25th September - 17th October 2010

Great Otways National Park, Victoria

The Twelve Apostles

The Great Otways National Park is best known for its dramatic coastal scenery.  The most famous of its many landmarks is the Twelve Apostles, named after the 12 sandstone columns that were present at the time of its discovery.  The continuing natural process of erosion has caused the collapse of several of the columns in recent years, diminishing its grandeur to some extent but it is still a spectacularly beautiful place.

Looking east from the Twelve Apostles viewpoint

The principle reason for me visiting the Otways, however, was the opportunity to join an evening kayak trip on the beautiful Lake Elizabeth in the hope of photographing Duck-billed Platypus. 

Lake Elizabeth

The 3 hour paddle around the small lake is organised by Bruce Jackson of Otway Eco Tours and is well worth the money if you want an almost guaranteed chance of seeing Platypus at close range.   Photographing them is not easy, however, since the Platypus is a crepuscular animal and is most active at dawn and dusk.  By the time they start swimming around in the evening the light is beginning to fade and getting a sufficient shutter speed to obtain sharp photos when handholding from the unstable platform of the canoe is a major problem even when using a high ISO setting.

Duck-billed Platypus (Ornithorhynchus anatinus)

I stayed at the campsite at Kennett River for the 3 nights I was in the Otways, and the area around the campsite is an excellent place for seeing a good range of wildlife.  Koalas are particularly common in the forests around the campsite with many present at very close range in the campsite itself. 

Koala (Phascolarctos cinereus)

King Parrots are also common in the campsite.




Australian King Parrot (Alisterus scapularis)

male Australian King Parrot (Alisterus scapularis)

The parrots are also very tame here, as the sale of bird seed at the camp shop encourages people to feed them.

female Australian King Parrot (Alisterus scapularis)

Laughing Kookaburra (Dacelo novaeguineae)

immature Crimson Rosella (Platycercus elegans)

A small flooded area next to the campsite was home to a few families of Pacific and Maned Ducks busily rearing their chicks.

Pacific Black Duck (Anas superciliosa) duckling

Pacific Black Duck (Anas superciliosa)

Pacific Black Duck (Anas superciliosa)

A White-faced Heron was also attracted to the flooded area...


White-faced Heron (Egretta novaehollandiae)
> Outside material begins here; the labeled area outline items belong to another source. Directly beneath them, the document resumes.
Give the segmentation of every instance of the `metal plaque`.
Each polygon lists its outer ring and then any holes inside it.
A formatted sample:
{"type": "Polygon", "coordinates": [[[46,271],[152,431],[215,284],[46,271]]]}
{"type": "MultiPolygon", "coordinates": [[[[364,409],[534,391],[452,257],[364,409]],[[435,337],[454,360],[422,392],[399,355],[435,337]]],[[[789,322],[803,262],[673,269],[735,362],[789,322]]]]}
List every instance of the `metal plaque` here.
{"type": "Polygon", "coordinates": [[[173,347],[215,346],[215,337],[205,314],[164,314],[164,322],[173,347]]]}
Eastern Yellow Robin (Eopsaltria australis)

Behind the campsite, the unsealed Grey River Road winds its way up the hillside and I found this to be a good place to go for a walk in the mornings and evenings.  The birdlife in the roadside scrub and woodland was quite varied and there were numerous photographic opportunities.

Eastern Yellow Robin (Eopsaltria australis)

Eastern Yellow Robins were quite common and very confiding at times. 

Rufous Bristlebird (Dasyornis broadbenti)

Rufous Bristlebirds were also fairly common along the roadside. From all I have read, this is normally a very shy, skulking species that is difficult to see, so I was very pleased to have got such good views.

Grey Shrike-thrush (Colluricincla harmonica)

Grey Shrike-thrush is another skulker that is more often heard than seen.  Oddly, I don't even remember seeing this bird and it was a bit of a surprise when I came across this photo after downloading them to my computer.

Superb Fairy-wren (Malurus cyaneus)

Superb Fairy-wren and Grey Fantails were two of my favourite birds from southeast Australia.  They have such a lot of character and like many small birds are constantly fidgeting and rarely stay still for more than a couple of seconds.  The fantails take this to an extreme and even when staying on the same perch they are in constant motion, fanning their tail and flicking their wings.  Of course, this can make it a bit frustrating when you are trying to photograph them, but it all adds to the challenge!